Local fund managers are also scrambling to put together better investment and research teams. Because of the greater perils of running an open-ended fund in the event of a panic among investors – a frequent event in the A-share world – funds need to stay liquid and diversified in order to survive. Fund managers hope the market is big enough: there are 1100 listed companies and only 20-30% are worth holding. It is unclear how many open-ended mutual funds can fit into this market.

The biggest uncertainty about timing is, of course, what the regulators allow. The recent craze for B shares, now that locals are legally allowed to trade in themarket, has some fund managers concerned. The last thing either the China Securities Regulatory Commission or fund managers want is to launch a new product, and then see the B-share mania turn into a rout that carries A shares with them – an event most fund managers believe is a matter of when, not if.

They are quite confident, however, that barring a disaster in the stock market, demand will be strong. One domestic manager says the preliminary regulations dictate that a fund must raise RMB200 million before it can launch, but he believes an open-ended mutual fund can easily raise RMB2 billion-RMB5 billion. He expects such regulatory details to be officially published within a month.

“China needs to build a product base that’s 100% domestic before it enters the World Trade Organization,” says a foreign investment manager. The authorities are expected to promulgate open-ended mutual fund regulations, “any day after the National People’s Congress meeting this week ... but I’ve been here since 1996 and this law has always been expected to be passed next month.”

Another unknown is how many fund managers, securities firms, or insurance companies will be allowed into open-ended mutual funds. The authorities tended to approve them in batches of three or four for closed-end funds, but it’s anyone’s guess what approach will be taken for a new product.

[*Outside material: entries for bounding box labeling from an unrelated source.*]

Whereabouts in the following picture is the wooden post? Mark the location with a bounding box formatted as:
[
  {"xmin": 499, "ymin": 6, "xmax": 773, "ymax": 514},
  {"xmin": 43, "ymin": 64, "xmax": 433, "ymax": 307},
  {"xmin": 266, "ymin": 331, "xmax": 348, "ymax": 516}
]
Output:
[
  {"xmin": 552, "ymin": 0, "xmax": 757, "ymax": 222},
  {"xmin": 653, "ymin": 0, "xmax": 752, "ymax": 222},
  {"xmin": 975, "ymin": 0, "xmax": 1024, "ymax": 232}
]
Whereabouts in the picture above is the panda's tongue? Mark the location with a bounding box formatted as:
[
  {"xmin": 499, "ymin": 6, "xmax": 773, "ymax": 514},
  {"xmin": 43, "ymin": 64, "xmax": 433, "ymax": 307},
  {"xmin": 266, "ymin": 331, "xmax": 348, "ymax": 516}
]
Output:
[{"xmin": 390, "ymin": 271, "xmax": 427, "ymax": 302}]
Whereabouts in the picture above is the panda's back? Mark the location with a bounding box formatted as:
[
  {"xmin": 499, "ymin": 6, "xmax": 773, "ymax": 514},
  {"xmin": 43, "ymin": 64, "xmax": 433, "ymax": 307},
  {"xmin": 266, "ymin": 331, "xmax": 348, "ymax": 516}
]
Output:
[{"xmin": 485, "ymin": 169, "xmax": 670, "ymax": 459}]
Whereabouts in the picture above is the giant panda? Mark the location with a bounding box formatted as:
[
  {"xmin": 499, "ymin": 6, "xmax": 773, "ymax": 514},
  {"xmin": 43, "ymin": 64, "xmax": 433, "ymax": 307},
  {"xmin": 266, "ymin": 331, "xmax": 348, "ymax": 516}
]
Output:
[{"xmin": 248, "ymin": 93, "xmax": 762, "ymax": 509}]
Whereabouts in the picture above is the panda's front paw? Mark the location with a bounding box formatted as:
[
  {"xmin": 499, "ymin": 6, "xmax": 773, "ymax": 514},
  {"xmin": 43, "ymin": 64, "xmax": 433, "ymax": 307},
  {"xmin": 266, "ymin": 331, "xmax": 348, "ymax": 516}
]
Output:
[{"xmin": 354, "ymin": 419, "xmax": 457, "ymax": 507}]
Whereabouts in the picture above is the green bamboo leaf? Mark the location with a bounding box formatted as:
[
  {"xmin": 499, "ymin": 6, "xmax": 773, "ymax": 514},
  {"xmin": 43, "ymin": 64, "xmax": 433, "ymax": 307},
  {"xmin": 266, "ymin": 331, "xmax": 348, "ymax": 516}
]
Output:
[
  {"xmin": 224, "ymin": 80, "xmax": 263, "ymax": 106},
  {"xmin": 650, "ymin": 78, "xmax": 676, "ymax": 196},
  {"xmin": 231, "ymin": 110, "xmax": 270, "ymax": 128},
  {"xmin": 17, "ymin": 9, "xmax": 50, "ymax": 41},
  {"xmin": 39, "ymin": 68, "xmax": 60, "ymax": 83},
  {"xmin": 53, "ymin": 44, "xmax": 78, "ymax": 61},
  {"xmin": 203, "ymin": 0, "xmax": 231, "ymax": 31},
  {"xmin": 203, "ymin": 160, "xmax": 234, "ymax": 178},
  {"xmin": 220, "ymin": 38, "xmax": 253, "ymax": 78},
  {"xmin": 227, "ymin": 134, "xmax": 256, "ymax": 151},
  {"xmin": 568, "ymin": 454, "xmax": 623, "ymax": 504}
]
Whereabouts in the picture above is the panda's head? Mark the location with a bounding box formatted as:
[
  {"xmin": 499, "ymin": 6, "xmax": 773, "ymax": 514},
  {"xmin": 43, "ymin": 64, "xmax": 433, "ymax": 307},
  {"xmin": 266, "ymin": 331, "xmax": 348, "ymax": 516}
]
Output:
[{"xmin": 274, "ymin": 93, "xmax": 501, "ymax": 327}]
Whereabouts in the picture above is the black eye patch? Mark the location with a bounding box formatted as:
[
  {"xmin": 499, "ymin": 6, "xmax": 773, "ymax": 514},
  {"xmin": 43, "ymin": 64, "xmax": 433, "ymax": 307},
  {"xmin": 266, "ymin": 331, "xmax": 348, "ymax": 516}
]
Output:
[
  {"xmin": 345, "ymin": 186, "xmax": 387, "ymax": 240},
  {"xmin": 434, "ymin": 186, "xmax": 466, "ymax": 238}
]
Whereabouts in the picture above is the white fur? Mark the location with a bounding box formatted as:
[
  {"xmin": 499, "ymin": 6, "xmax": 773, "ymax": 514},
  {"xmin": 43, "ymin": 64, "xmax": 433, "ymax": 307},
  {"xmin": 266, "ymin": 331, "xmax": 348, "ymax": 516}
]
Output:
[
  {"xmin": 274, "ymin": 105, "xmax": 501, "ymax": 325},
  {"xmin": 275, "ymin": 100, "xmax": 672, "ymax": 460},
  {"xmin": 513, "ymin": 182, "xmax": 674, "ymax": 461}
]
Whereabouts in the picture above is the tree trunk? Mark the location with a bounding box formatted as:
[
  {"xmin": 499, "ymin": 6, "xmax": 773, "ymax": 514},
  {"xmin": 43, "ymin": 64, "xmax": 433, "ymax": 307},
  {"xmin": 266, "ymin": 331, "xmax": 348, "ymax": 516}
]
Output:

In the meantime, foreigners are signing memorandums of understanding with the 10 fund managers and 10 banks that will ultimately be allowed into this domestic game. Some of these range from substantial, historic relationships, and others are smoke and mirrors, but with the prospect of real joint ventures under WTO, there will be much attention paid to what domestic firms are doing open-ended mutual fund business, and how successfully.